Summers at the jersey shore have left lasting memories for many of us. For me, the Shore means fond memories of countless hours with friends and family at the seasonal attractions (like the Surf Club in Ortley Beach, which was washed away by Superstorm Sandy) and restaurants (my favorite these days is Little Mia’s in Lavallette) that somehow always felt like home.
A favorite icon of the Shore is Barnacle Bill’s, a miniature golf course and restaurant in Ortley Beach owned by Bill and JoAnn Petruzel. Like so many businesses, Barnacle Bill’s—which has been around for more than 50 years— made a commitment to rebuild after Sandy struck almost six years ago. “The entire golf course had to be rebuilt; the restaurant and the arcade and all our equipment was destroyed,” says Bill Petruzel. “The arcade was especially painful since all the games that we collected over 40 years were destroyed.”
Sadly, some businesses were unable to reopen after the storm. Those that did have given much of the Shore a new face. “It seems like we have a new beach, a new town, a lot of new people and a lot of reinvented businesses,” says Bill. He adds that Barnacle Bill’s was able to recover from Sandy’s onslaught only because his family was in a solid financial position at the time. When concerned customers asked about the future, he replied, “Of course, of course, we are coming back.” And Barnacle Bill’s is not going anywhere soon. Two sons, Mike and A.J., are committed to running the family business for years to come.
Thankfully, Barnacle Bill’s is not alone. The Sawmill restaurant and bar, a staple on the Seaside Park boardwalk since 1977, is owned and operated by the D’Onofrio family. It too has recovered from Sandy—and more.
“Sandy came and made a mess of everything,” says Sawmill general manager Ron Rinaldi, who witnessed firsthand the storm-driven surf pounding the boardwalk at high tide. But Seaside Park was in for a double disaster. “The final damage was the fire on the boardwalk that happened just shy of a year after Sandy,” Rinaldi explains. The fire has been blamed on wiring that was damaged by the flooding and storm surge.
While the fire started near Kohr’s Frozen Custard shop on the boardwalk, it consumed other businesses, including those that had begun to rebuild after the storm. “Everything on the Seaside Park boardwalk was destroyed but us, because we had outdoor fire sprinklers,” says Rinaldi.
More then 50 businesses were wrecked by the storm and the fire, says Rinaldi.

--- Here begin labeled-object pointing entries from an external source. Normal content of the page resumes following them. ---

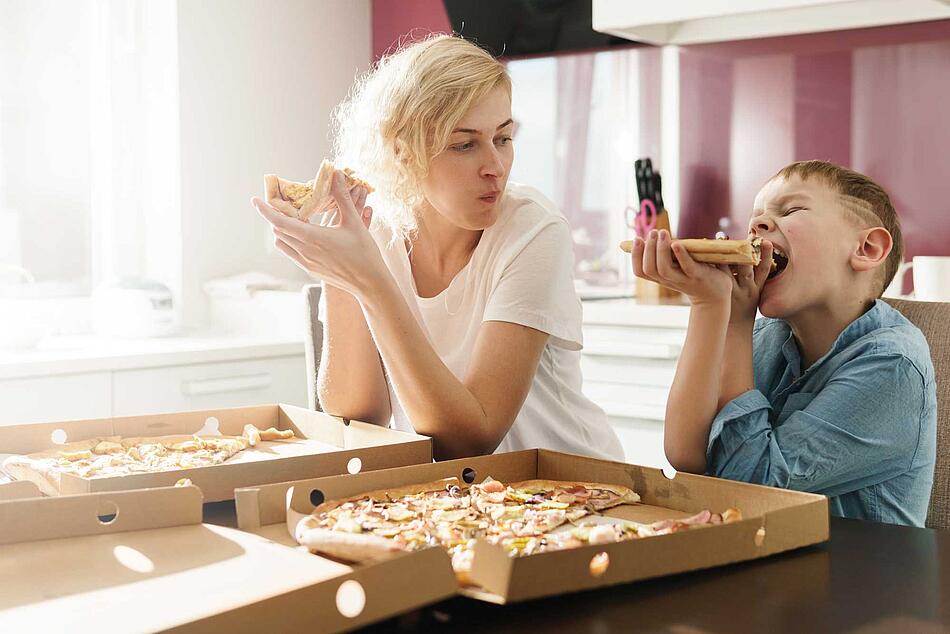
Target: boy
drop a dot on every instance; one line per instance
(833, 392)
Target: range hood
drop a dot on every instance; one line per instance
(699, 21)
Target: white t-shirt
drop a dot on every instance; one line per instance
(520, 272)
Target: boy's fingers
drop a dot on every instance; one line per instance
(688, 265)
(637, 256)
(664, 256)
(765, 265)
(649, 256)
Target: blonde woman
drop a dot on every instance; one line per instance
(455, 313)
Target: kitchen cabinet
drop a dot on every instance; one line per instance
(698, 21)
(628, 362)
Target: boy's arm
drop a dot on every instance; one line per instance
(862, 428)
(694, 395)
(736, 375)
(693, 399)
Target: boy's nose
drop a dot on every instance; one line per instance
(761, 224)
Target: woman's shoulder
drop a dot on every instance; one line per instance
(526, 211)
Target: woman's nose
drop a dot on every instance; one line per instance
(494, 164)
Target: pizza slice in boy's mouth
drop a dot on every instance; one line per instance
(780, 260)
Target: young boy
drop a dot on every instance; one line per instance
(833, 391)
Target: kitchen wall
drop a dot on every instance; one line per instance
(258, 83)
(874, 99)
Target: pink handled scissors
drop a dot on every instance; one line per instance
(643, 221)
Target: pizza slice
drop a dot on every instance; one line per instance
(302, 200)
(736, 252)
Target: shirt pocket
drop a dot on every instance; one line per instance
(795, 403)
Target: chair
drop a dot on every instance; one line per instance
(313, 342)
(933, 319)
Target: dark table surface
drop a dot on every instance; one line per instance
(868, 578)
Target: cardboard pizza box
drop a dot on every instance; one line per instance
(142, 561)
(774, 520)
(324, 445)
(18, 490)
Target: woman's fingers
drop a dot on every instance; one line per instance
(343, 200)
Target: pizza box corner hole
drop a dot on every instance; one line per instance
(107, 512)
(350, 598)
(211, 427)
(316, 497)
(599, 564)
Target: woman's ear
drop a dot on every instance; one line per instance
(875, 245)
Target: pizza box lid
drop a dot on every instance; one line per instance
(324, 445)
(134, 561)
(774, 520)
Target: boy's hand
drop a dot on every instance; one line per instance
(747, 287)
(656, 260)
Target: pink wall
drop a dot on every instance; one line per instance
(874, 99)
(394, 19)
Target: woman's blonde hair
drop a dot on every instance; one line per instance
(399, 115)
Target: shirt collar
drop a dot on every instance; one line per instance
(870, 321)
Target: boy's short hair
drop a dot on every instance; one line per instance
(865, 198)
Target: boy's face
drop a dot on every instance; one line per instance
(808, 224)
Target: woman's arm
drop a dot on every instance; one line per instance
(464, 418)
(350, 381)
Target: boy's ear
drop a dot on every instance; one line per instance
(875, 245)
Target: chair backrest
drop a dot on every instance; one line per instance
(313, 342)
(933, 319)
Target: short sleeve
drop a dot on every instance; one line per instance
(536, 287)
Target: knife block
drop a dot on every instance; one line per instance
(645, 290)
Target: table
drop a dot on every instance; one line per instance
(868, 578)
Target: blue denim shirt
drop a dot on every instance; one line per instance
(859, 425)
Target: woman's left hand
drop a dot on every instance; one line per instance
(339, 250)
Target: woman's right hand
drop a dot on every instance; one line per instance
(659, 260)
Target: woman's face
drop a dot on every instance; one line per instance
(465, 183)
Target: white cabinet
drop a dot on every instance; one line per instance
(628, 362)
(210, 385)
(62, 397)
(148, 377)
(696, 21)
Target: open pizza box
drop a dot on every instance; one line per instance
(773, 520)
(322, 445)
(142, 561)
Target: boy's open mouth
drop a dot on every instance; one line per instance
(781, 262)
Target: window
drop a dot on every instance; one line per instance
(582, 121)
(88, 141)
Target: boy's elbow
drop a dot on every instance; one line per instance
(685, 461)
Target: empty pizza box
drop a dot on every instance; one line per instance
(142, 561)
(773, 520)
(323, 445)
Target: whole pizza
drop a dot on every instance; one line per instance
(106, 457)
(525, 518)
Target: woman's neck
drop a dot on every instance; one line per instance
(438, 251)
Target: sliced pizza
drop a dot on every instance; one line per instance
(302, 200)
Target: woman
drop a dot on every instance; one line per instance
(455, 313)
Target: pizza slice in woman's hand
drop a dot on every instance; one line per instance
(302, 200)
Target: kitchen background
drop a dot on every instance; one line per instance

By last summer, most were up and running again. Rinaldi says Seaside Park had a great season in 2017 and expects many more. “The Sawmill is a destination restaurant and has been for the past 40 years,” he says. “We will be here for years to come.”
Hurricane Sandy left behind a tremendous amount of destruction, but it also provided an opportunity for infrastructure improvements, particularly along the barrier islands, where much is now elevated and protected from future storms. There are also new bridges, highways and bicycle lanes.
Yes, the Jersey Shore is still far from what it once was. But Shore residents and business owners are resilient. True, some were unable to stay and rebuild, but those who did will ensure that generations to come will have the chance to make their own memories of the Jersey Shore.